## Comparing the Performance of Zero Mean Classification Functions under Unequal Misclassification Cost

**Michael Asamoah-Boaheng**^{1,}, **Atinuke O. Adebanji**^{2}, **Nkansah Ababio**^{3}

^{1}School of Graduate Studies Research and Innovation, Kumasi Polytechnic, Box 854, Kumasi, Ghana

^{2}Department of Mathematics, Kwame Nkrumah University of Science and Technology, Kumasi, Ghana

^{3}Kofi Agyei Senior High School, P.O Box AN 2471 Ash-Town Kumasi, Bampenase-Ashanti

### Abstract

In this study the performance of Minimum Expected Cost of Misclassification method (MECM) and Quadratic Discriminant Function approach (QDF) were compared and evaluated for the case of equal mean discrimination under unequal misclassification cost. 30 pairs of Female liked sex twins extracted from Stocks (1933) ten (10) variate data on 832 twin children was used for evaluation. Discriminant functions were derived under each of the following misclassification cost ratios; 1: 1, 1: 2, 1: 3 and 1: 4 and their error rate estimates determined using the Cross Validation (CV) and Balanced Error Rate (BER) methods. Least Mean error rates were recorded under QDF method as compared to that of MECM. The error rate estimates showed the QDF outperforming the MECM in the provision of maximum separation between the two groups. Also the two classification rules were found to be sensitive to misclassification cost ratios exceeding 1:2.
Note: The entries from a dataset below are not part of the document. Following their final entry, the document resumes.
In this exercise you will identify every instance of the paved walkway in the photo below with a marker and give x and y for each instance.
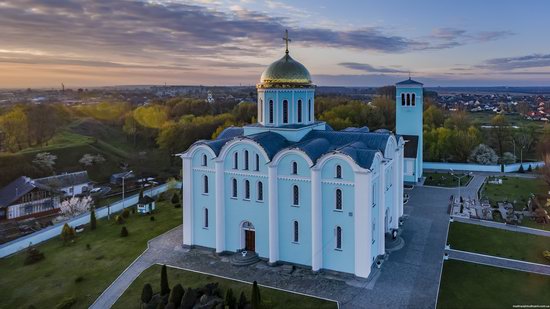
(503, 226)
(499, 262)
(408, 279)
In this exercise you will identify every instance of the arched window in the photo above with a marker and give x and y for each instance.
(270, 111)
(295, 195)
(338, 199)
(338, 171)
(296, 231)
(205, 184)
(299, 110)
(260, 191)
(247, 189)
(338, 238)
(309, 110)
(294, 168)
(285, 111)
(234, 185)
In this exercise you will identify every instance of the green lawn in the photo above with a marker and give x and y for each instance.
(514, 189)
(272, 297)
(46, 283)
(445, 180)
(469, 285)
(497, 242)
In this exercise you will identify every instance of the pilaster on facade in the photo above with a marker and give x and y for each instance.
(220, 207)
(273, 215)
(187, 192)
(316, 221)
(363, 230)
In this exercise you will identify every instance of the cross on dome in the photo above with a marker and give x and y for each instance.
(286, 39)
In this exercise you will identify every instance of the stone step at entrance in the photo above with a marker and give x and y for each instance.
(244, 258)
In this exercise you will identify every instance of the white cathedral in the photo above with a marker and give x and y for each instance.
(292, 190)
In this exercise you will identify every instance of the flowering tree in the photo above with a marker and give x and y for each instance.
(75, 205)
(89, 159)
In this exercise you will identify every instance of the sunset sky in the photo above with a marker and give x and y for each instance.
(225, 42)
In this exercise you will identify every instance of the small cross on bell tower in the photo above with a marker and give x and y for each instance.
(286, 39)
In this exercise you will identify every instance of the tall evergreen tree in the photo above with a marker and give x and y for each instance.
(230, 300)
(164, 287)
(93, 221)
(242, 301)
(256, 300)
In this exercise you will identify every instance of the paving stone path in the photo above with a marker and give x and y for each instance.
(503, 226)
(499, 262)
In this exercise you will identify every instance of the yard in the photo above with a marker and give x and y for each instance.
(497, 242)
(469, 285)
(445, 180)
(79, 272)
(271, 297)
(514, 189)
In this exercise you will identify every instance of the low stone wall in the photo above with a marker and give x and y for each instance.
(472, 167)
(22, 243)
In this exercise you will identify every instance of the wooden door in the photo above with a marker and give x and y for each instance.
(250, 240)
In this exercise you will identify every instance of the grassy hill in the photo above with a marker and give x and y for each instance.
(93, 137)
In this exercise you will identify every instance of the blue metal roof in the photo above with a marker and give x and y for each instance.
(409, 82)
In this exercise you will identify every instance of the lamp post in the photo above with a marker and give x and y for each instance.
(459, 178)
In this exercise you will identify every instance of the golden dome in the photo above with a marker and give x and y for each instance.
(285, 73)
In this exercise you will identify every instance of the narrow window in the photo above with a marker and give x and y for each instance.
(338, 238)
(205, 184)
(294, 168)
(270, 111)
(285, 111)
(338, 199)
(295, 195)
(296, 235)
(247, 189)
(338, 171)
(260, 191)
(234, 193)
(260, 111)
(300, 111)
(309, 110)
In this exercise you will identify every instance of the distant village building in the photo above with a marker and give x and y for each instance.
(25, 197)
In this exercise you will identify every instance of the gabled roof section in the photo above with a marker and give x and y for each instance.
(17, 188)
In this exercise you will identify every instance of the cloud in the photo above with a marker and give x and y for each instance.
(369, 68)
(521, 62)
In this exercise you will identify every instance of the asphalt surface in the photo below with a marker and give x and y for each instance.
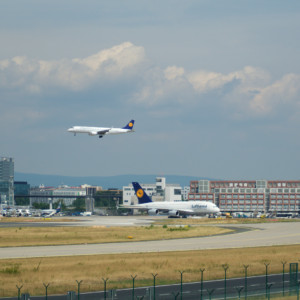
(254, 235)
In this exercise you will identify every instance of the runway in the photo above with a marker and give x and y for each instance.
(267, 234)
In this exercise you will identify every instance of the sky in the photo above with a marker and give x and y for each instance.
(213, 87)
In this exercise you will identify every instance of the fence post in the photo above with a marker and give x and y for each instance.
(225, 267)
(201, 290)
(154, 277)
(246, 278)
(133, 278)
(283, 264)
(19, 291)
(181, 274)
(46, 287)
(105, 281)
(78, 293)
(266, 264)
(239, 289)
(210, 293)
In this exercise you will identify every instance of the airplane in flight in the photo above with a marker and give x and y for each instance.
(101, 131)
(173, 209)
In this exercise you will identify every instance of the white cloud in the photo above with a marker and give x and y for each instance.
(247, 92)
(282, 92)
(75, 74)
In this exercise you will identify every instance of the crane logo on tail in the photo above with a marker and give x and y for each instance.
(140, 193)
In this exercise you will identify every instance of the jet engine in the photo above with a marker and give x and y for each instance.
(152, 212)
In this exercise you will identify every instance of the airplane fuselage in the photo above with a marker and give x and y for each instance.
(102, 131)
(190, 207)
(96, 130)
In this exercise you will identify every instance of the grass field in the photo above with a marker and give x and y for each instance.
(62, 272)
(29, 236)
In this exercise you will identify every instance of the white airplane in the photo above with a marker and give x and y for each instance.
(101, 131)
(174, 209)
(46, 213)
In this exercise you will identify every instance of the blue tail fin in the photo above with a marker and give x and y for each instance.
(58, 209)
(140, 193)
(129, 125)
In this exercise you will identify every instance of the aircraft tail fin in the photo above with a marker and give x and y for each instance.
(140, 193)
(58, 209)
(129, 125)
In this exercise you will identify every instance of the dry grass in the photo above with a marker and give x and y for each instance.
(28, 236)
(35, 220)
(62, 272)
(234, 221)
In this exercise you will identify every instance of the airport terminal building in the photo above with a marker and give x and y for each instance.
(250, 196)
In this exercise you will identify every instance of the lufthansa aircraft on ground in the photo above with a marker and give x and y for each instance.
(101, 131)
(50, 212)
(173, 209)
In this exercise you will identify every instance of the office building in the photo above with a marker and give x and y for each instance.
(250, 196)
(6, 181)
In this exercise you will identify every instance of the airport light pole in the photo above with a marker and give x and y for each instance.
(19, 291)
(201, 289)
(154, 277)
(246, 278)
(46, 287)
(105, 281)
(133, 278)
(78, 291)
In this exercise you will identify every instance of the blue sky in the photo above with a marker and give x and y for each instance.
(213, 86)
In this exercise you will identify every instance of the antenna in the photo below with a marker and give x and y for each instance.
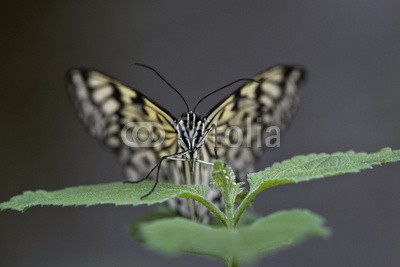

**Keywords:** classification rules, error rates, discriminant functions, minimum expected cost of misclassification

*American Journal of Applied Mathematics and Statistics*, 2014 2 (6),
pp 409-415.

DOI: 10.12691/ajams-2-6-9

Received October 22, 2014; Revised December 04, 2014; Accepted December 19, 2014

**Copyright**© 2013 Science and Education Publishing. All Rights Reserved.

### Cite this article:

- Asamoah-Boaheng, Michael, Atinuke O. Adebanji, and Nkansah Ababio. "Comparing the Performance of Zero Mean Classification Functions under Unequal Misclassification Cost."
*American Journal of Applied Mathematics and Statistics*2.6 (2014): 409-415.

- Asamoah-Boaheng, M. , Adebanji, A. O. , & Ababio, N. (2014). Comparing the Performance of Zero Mean Classification Functions under Unequal Misclassification Cost.
*American Journal of Applied Mathematics and Statistics*,*2*(6), 409-415.

- Asamoah-Boaheng, Michael, Atinuke O. Adebanji, and Nkansah Ababio. "Comparing the Performance of Zero Mean Classification Functions under Unequal Misclassification Cost."
*American Journal of Applied Mathematics and Statistics*2, no. 6 (2014): 409-415.

Import into BibTeX | Import into EndNote | Import into RefMan | Import into RefWorks |

### 1. Introduction

The problem of equal mean classification or zero mean difference has posed a challenge to researchers for a long time and several attempts have been made at deriving parsimonious rules that address this hurdle. This study considered the equal mean discrimination problem by evaluating the performance of MECM and the QDF under the case of unequal misclassification cost. The problem of discrimination was first initiated by ^{[5]} in his paper titled “the use of multiple measurements in taxonomic problems”. Fishers approach to classification with two populations was based on arriving at a linear classification statistics using an entirely different argument. Fisher's idea was based on transforming multivariate observations '*x*' to univariate '*y*' observations such that 'y' being derived from either population one or population two were truly separated as much as possible ^{[9]}. ^{[8]} studied a variable selection criterion for linear discriminant rule and its optimality in high dimensional data where a new variable procedure was developed for selecting the true variable set. Also ^{[11]} studied discriminant analysis of multivariate time series and its application to diagnosis. They demonstrated with real and synthetic ECG data and concluded that their approach to classifying multivariate time series outperforms other well-known approaches for classifying multivariate time series.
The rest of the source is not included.